# One vs all classification

## Examples

• Email foldering : work$(y=1)$, firends$(y=2)$, family$(y=3)$, hobby$(y=4)$, …
• Medical diagrams : not ill$(y=1)$, cold$(y=2)$, flu$(y=3)$, …
• Weather : Sunny$(y=1)$, Cloudy$(y=2)$, Rain$(y=3)$, Snow$(y=4)$, …

Figure source : Machine learning class on coursera by Andrew Ng

## How we do

Figure source : Machine learning class on coursera by Andrew Ng

There are three classes of data in the figure above, marked as different shape / color. First, we start class 1 as triangle, and we’re going to essantially create a new sort of fake training set, where the class 2 and 3 get assigned to the negative class. With the created new training set, we noted that $h_{\theta}^{(1)}(x)$ triangles are positive examples$(y=1)$ and circles are those negative examples$(y=0)$, and the superscript $(1)$ stands for class 1. In this case, we’ll get a decision boundary.

Next, we’re gonna do the same thing for the squares. Assign squares to a positive class and others to negative class, denote as $h_{\theta}^{(2)}(x)$ and get a new decision boundary, too.

Finally, we do the same thing for the third class and fit the third classfier as $h_{\theta}^{(3)}(x)$ and access the third decision boundary.

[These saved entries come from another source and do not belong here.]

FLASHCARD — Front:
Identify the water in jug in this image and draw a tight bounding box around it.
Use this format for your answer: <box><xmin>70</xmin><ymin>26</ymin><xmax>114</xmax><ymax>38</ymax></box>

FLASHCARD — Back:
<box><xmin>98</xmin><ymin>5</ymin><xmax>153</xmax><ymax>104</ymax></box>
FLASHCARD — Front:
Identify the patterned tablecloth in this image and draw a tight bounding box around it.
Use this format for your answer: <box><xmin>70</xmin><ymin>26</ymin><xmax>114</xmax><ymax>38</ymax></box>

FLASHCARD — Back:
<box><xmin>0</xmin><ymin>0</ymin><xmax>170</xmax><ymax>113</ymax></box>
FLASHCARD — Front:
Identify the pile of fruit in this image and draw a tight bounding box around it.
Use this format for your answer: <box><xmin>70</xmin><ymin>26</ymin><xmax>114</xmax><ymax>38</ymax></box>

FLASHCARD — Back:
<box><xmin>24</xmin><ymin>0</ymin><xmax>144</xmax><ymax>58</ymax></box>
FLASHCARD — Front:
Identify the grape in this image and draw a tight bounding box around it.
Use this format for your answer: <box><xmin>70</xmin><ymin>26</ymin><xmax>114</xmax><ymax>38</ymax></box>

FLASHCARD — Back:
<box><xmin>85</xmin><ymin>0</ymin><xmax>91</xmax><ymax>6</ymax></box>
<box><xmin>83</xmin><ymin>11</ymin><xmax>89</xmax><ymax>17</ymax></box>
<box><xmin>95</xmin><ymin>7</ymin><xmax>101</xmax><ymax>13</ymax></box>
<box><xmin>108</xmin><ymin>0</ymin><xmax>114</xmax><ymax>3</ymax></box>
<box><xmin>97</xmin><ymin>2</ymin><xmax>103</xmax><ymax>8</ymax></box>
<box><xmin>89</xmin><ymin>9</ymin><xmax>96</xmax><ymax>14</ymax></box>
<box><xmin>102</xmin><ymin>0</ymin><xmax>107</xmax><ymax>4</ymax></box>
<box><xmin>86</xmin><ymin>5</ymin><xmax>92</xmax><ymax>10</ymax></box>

In summary, what we do is to fit three classifier
$$h_{\theta}^{(i)}(x)=P(y=i|x;\theta),i=1,2,3$$

Every classifier is trying to recognize the specific positive class according to their superscript $(i)$. On a new input $x$, to make a prediction, pick the class $i$ that maximizes $\max_{i}h_{\theta}^{(i)}(x)$.

We just basically pick the classifier, thinking whichever one of the three classifiers is most confident, and so the most enthusiastically says that it thinks it has the right clause. So whichever value of $i$ gives us the highest probability, we then predict $y$ to be that value.